# =============================================================================
# MIT License

# Copyright (c) 2024 Reinforcement Learning Evolution Foundation

# Permission is hereby granted, free of charge, to any person obtaining a copy
# of this software and associated documentation files (the "Software"), to deal
# in the Software without restriction, including without limitation the rights
# to use, copy, modify, merge, publish, distribute, sublicense, and/or sell
# copies of the Software, and to permit persons to whom the Software is
# furnished to do so, subject to the following conditions:

# The above copyright notice and this permission notice shall be included in all
# copies or substantial portions of the Software.

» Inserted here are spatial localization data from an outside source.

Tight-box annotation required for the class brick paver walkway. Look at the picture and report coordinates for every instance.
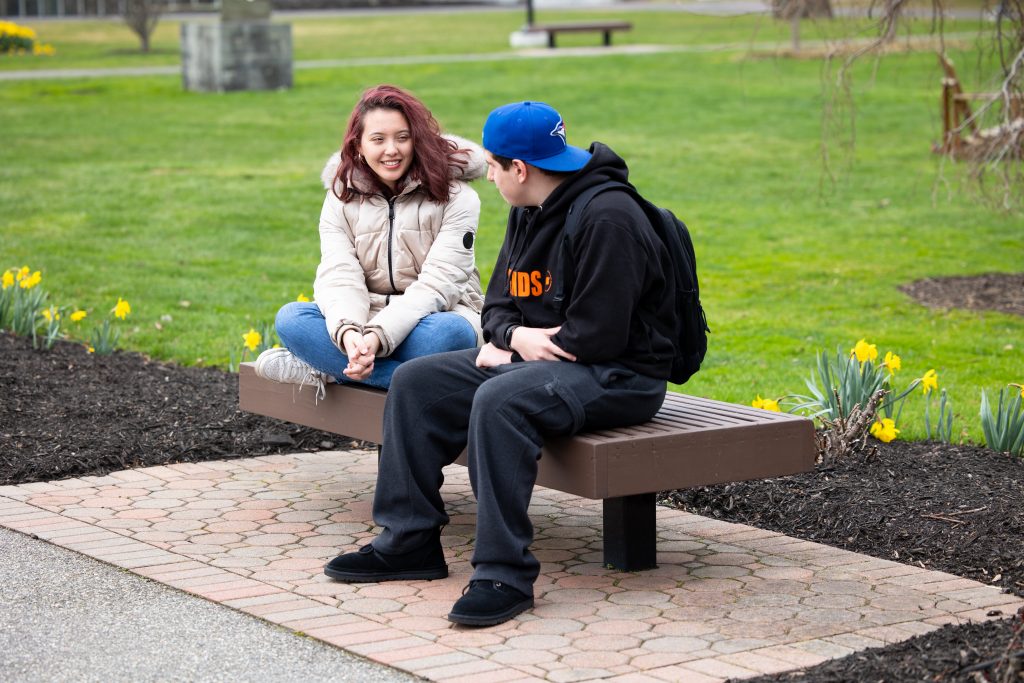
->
[1,449,1019,682]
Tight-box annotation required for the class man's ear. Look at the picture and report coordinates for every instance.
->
[512,159,530,184]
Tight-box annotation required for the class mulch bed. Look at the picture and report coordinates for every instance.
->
[0,332,348,486]
[900,272,1024,318]
[2,329,1023,682]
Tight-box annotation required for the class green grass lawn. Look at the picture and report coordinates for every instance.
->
[1,12,1020,444]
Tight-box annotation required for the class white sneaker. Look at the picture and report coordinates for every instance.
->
[254,348,329,401]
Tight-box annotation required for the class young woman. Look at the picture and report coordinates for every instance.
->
[255,84,485,393]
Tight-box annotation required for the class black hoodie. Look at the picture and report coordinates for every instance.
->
[481,142,677,380]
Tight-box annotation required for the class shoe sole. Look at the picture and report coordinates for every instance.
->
[323,565,448,582]
[447,596,534,627]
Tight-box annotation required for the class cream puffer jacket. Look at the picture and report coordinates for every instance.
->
[313,135,486,357]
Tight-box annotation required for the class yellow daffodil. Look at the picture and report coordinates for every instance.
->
[112,297,131,320]
[87,345,95,353]
[921,369,938,394]
[752,395,781,412]
[70,310,87,322]
[19,270,41,289]
[243,328,261,352]
[41,308,59,322]
[883,351,901,375]
[1011,383,1024,399]
[296,293,310,302]
[851,339,878,363]
[15,266,29,281]
[869,418,900,443]
[1,271,13,289]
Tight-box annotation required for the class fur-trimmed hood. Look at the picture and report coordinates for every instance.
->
[320,133,486,193]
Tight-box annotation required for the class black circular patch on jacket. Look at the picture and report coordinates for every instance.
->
[463,232,474,249]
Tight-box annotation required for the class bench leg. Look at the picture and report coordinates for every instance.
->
[603,31,611,46]
[602,493,657,571]
[548,32,556,48]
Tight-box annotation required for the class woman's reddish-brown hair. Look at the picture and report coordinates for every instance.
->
[333,84,466,203]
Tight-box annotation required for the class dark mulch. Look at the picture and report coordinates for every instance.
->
[901,272,1024,317]
[2,266,1023,683]
[0,332,343,486]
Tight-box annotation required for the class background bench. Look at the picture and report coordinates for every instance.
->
[523,21,633,48]
[239,362,816,571]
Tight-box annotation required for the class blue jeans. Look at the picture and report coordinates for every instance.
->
[274,301,478,390]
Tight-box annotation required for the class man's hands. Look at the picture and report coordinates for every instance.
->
[341,329,381,380]
[509,326,577,362]
[475,342,513,368]
[476,326,576,368]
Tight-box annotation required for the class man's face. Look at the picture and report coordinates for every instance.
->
[484,152,526,206]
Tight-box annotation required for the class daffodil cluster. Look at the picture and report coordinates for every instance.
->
[1,265,49,339]
[2,264,127,352]
[0,21,55,55]
[761,339,949,452]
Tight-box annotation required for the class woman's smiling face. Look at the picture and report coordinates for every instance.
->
[357,108,414,192]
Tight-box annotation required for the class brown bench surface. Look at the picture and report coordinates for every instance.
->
[525,21,633,33]
[238,362,815,499]
[521,20,632,48]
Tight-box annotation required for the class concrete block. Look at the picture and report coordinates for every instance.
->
[181,21,292,93]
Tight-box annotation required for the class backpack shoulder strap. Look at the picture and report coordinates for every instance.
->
[552,181,643,310]
[552,181,637,311]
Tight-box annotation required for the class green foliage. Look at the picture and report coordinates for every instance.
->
[89,318,121,355]
[923,388,956,444]
[980,386,1024,457]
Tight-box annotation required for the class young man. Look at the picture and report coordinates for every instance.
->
[323,101,677,626]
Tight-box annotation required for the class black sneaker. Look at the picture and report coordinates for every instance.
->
[447,580,534,626]
[324,534,447,582]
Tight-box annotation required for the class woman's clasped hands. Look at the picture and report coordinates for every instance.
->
[341,329,381,380]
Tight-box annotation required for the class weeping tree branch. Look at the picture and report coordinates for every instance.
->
[817,0,1022,210]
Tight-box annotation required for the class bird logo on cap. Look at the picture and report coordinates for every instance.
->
[549,118,567,146]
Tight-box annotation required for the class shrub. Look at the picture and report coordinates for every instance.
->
[0,21,55,55]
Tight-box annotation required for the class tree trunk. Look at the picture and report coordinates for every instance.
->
[772,0,833,20]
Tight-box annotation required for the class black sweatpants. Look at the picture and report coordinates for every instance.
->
[370,347,666,596]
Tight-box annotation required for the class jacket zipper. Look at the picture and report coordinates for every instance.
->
[386,197,398,293]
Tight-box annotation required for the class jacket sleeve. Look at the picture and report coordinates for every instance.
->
[365,182,481,356]
[313,192,371,345]
[551,206,652,363]
[480,231,522,351]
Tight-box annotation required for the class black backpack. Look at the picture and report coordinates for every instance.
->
[552,180,709,385]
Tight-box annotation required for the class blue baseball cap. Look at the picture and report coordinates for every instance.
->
[482,101,592,172]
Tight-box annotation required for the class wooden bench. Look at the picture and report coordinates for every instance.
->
[523,21,633,48]
[935,53,1023,159]
[239,362,816,571]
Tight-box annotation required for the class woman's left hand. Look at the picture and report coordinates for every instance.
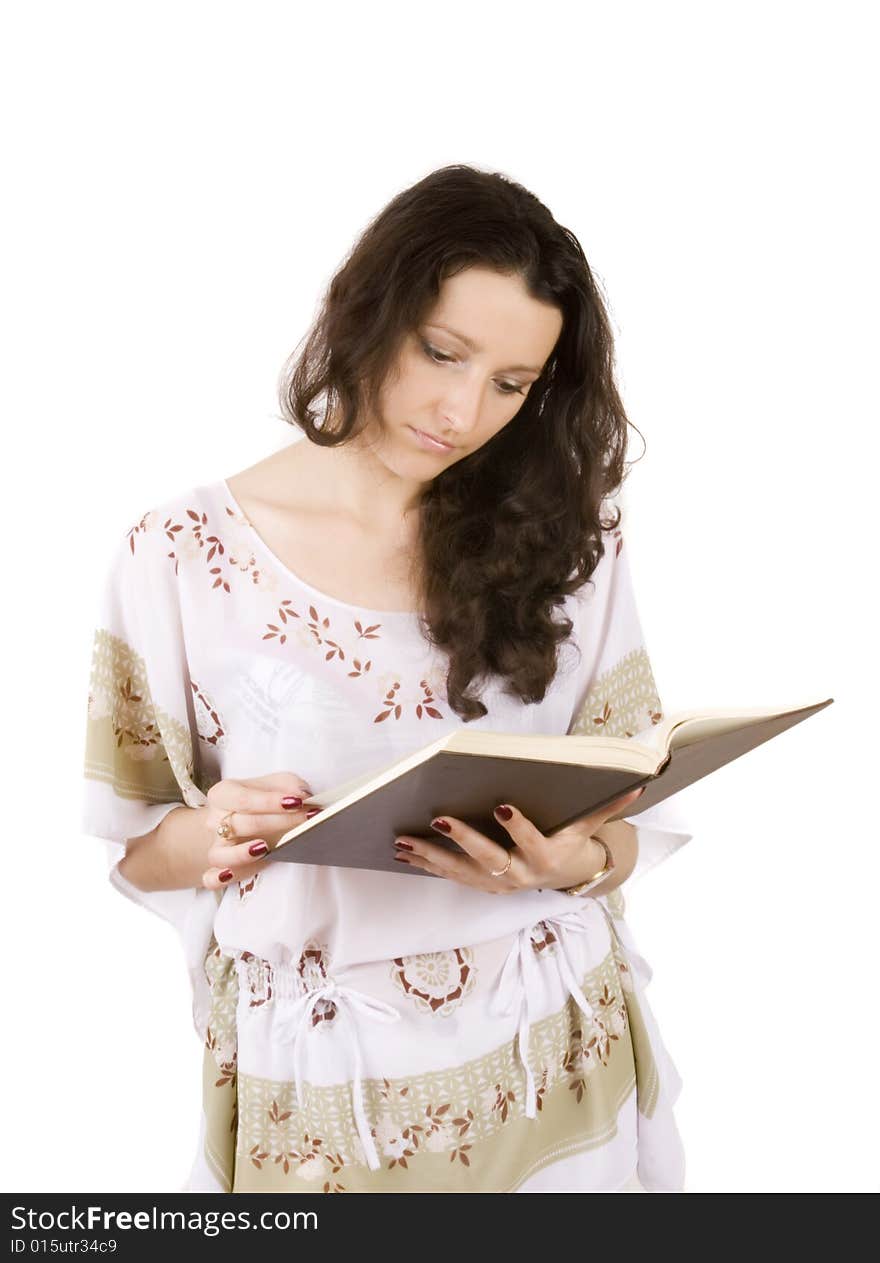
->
[392,787,645,894]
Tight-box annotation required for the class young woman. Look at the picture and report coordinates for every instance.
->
[82,164,692,1193]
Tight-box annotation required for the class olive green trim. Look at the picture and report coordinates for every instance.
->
[84,628,205,803]
[199,938,660,1192]
[568,646,663,742]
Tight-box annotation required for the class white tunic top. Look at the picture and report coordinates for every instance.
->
[81,475,693,1193]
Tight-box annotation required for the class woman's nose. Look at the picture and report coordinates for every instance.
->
[440,380,488,435]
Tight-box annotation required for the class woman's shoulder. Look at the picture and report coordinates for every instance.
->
[565,517,625,613]
[116,477,221,552]
[113,466,308,606]
[101,479,241,606]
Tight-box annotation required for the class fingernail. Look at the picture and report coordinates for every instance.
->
[394,854,411,864]
[494,805,513,821]
[281,796,303,809]
[305,806,322,819]
[218,869,234,882]
[248,842,268,857]
[394,840,414,851]
[430,818,452,833]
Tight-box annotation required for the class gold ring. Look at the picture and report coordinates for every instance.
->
[216,811,236,840]
[490,851,513,878]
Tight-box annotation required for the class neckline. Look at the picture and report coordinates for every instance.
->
[214,479,423,622]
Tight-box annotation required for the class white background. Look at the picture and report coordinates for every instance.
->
[2,0,876,1194]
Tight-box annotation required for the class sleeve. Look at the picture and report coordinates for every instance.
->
[565,523,694,891]
[81,506,220,1038]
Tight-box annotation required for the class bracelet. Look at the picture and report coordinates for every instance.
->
[561,835,615,896]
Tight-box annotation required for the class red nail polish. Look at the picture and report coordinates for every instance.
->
[431,818,452,833]
[394,854,411,864]
[248,842,268,857]
[494,805,513,821]
[281,797,303,809]
[218,869,234,882]
[395,840,414,851]
[305,807,322,819]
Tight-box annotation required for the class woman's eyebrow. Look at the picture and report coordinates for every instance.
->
[424,323,542,374]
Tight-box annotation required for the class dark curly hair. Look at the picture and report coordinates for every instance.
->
[277,164,643,723]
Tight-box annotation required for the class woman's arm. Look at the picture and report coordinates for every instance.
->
[118,805,215,893]
[575,818,638,897]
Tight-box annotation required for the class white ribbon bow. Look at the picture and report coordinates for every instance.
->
[272,981,401,1172]
[593,895,653,989]
[490,908,598,1118]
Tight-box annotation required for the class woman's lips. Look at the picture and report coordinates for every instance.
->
[409,426,454,453]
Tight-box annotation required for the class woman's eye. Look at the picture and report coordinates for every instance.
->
[419,340,525,396]
[421,340,454,365]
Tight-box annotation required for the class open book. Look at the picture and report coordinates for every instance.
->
[266,696,833,876]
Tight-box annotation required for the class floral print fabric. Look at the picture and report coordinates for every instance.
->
[82,473,692,1192]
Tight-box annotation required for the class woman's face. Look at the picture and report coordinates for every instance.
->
[369,265,564,474]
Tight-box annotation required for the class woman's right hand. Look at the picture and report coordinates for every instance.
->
[201,772,320,890]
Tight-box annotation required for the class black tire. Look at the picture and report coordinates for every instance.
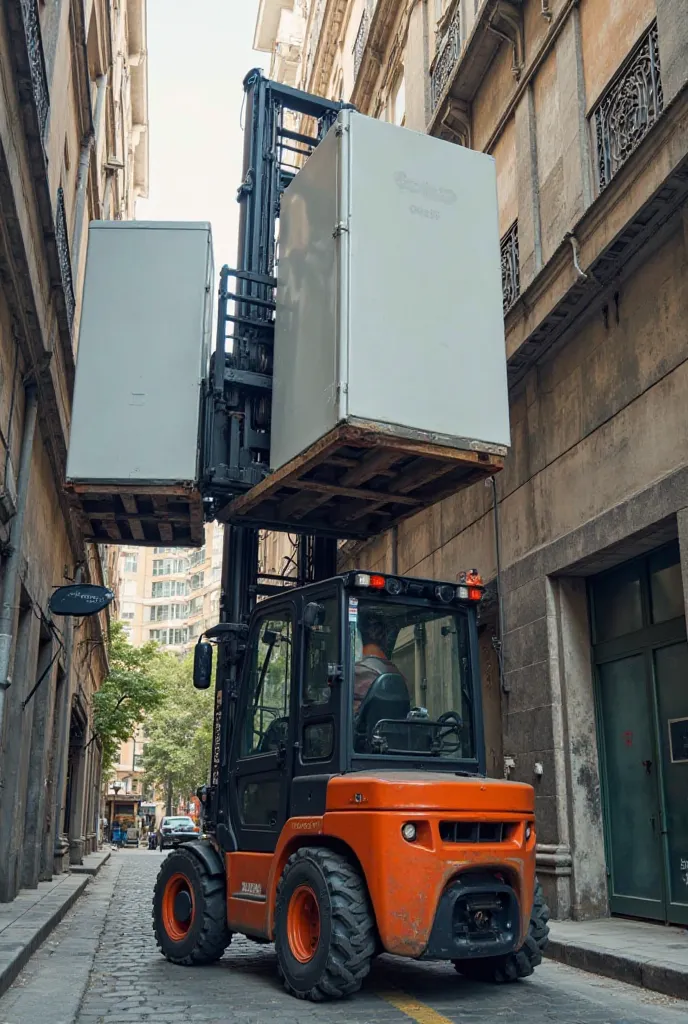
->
[152,846,231,965]
[453,879,550,983]
[274,846,376,1001]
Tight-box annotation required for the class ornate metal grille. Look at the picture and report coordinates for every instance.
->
[501,221,520,314]
[20,0,50,139]
[55,188,75,332]
[431,4,461,112]
[591,23,663,191]
[353,9,370,81]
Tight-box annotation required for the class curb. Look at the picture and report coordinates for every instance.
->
[545,939,688,1002]
[0,875,90,999]
[70,850,111,876]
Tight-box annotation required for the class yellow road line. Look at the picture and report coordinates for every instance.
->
[376,989,455,1024]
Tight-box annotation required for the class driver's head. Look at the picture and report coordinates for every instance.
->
[359,610,389,652]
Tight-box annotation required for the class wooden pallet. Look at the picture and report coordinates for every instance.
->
[65,484,205,547]
[220,424,504,539]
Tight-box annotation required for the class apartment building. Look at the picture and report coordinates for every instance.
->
[116,522,224,653]
[0,0,148,901]
[255,0,688,927]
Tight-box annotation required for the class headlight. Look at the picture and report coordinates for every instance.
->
[401,822,417,842]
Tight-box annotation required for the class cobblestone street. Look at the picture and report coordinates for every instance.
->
[0,851,686,1024]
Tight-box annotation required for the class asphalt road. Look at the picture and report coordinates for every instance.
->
[0,850,685,1024]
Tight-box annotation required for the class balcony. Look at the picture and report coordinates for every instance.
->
[19,0,49,141]
[590,22,663,192]
[501,221,520,314]
[430,3,461,113]
[353,8,371,82]
[55,188,75,332]
[428,0,526,139]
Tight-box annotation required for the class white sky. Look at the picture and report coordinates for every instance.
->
[137,0,264,269]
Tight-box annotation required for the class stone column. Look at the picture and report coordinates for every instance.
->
[555,4,593,224]
[656,0,688,105]
[21,636,58,888]
[677,508,688,614]
[68,732,88,865]
[0,605,40,902]
[553,577,608,919]
[514,83,542,291]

# THE SOFTWARE IS PROVIDED "AS IS", WITHOUT WARRANTY OF ANY KIND, EXPRESS OR
# IMPLIED, INCLUDING BUT NOT LIMITED TO THE WARRANTIES OF MERCHANTABILITY,
# FITNESS FOR A PARTICULAR PURPOSE AND NONINFRINGEMENT. IN NO EVENT SHALL THE
# AUTHORS OR COPYRIGHT HOLDERS BE LIABLE FOR ANY CLAIM, DAMAGES OR OTHER
# LIABILITY, WHETHER IN AN ACTION OF CONTRACT, TORT OR OTHERWISE, ARISING FROM,
# OUT OF OR IN CONNECTION WITH THE SOFTWARE OR THE USE OR OTHER DEALINGS IN THE
# SOFTWARE.
# =============================================================================



from typing import Dict, Optional

import gymnasium as gym
import torch as th
import torch.nn.functional as F
from torch.utils.data import TensorDataset, DataLoader
import numpy as np
from rllte.common.prototype import BaseReward
from .model import ObservationEncoder

th.autograd.set_detect_anomaly(True)

class Byol_Explore(BaseReward):
    """Exploration by Random Network Distillation (RND).
        See paper: https://arxiv.org/pdf/1810.12894.pdf

    Args:
        observation_space (Space): The observation space of environment.
        action_space (Space): The action space of environment.
        n_envs (int): The number of parallel environments.
        device (str): Device (cpu, cuda, ...) on which the code should be run.
        beta (float): The initial weighting coefficient of the intrinsic rewards.
        kappa (float): The decay rate of the weighting coefficient.
        rwd_norm_type (bool): Use running mean and std for reward normalization.
        obs_rms (bool): Use running mean and std for observation normalization.
        gamma (Optional[float]): Intrinsic reward discount rate, None for no discount.
        latent_dim (int): The dimension of encoding vectors.
        lr (float): The learning rate.
        batch_size (int): The batch size for training.
        update_proportion (float): The proportion of the training data used for updating the forward dynamics models.

    Returns:
        Instance of RND.
    """

    def __init__(
        self,
        observation_space: gym.Space,
        action_space: gym.Space,
        n_envs: int,
        device: str = "cpu",
        beta: float = 1.0,
        kappa: float = 0.0,
        rwd_norm_type: str = "rms",
        obs_rms: bool = True,
        gamma: Optional[float] = None,
        latent_dim: int = 512,
        lstm_latent_dim: int = 256,
        k = 8,
        tau = 0.99,
        lr: float = 0.001,
        batch_size: int = 256,
        update_proportion: float = 1.0,
        encoder_model: str = "mnih",
        weight_init: str = "default"
    ) -> None:
        super().__init__(observation_space, action_space, n_envs, device, beta, kappa, rwd_norm_type, obs_rms, gamma)
        
        # build the online and target networks
        self.encoder = ObservationEncoder(obs_shape=self.obs_shape, 
                                            latent_dim=latent_dim, encoder_model=encoder_model, weight_init=weight_init).to(self.device)
        self.target = ObservationEncoder(obs_shape=self.obs_shape, 
                                         latent_dim=latent_dim, encoder_model=encoder_model, weight_init=weight_init).to(self.device)            
        self.target.load_state_dict(self.encoder.state_dict())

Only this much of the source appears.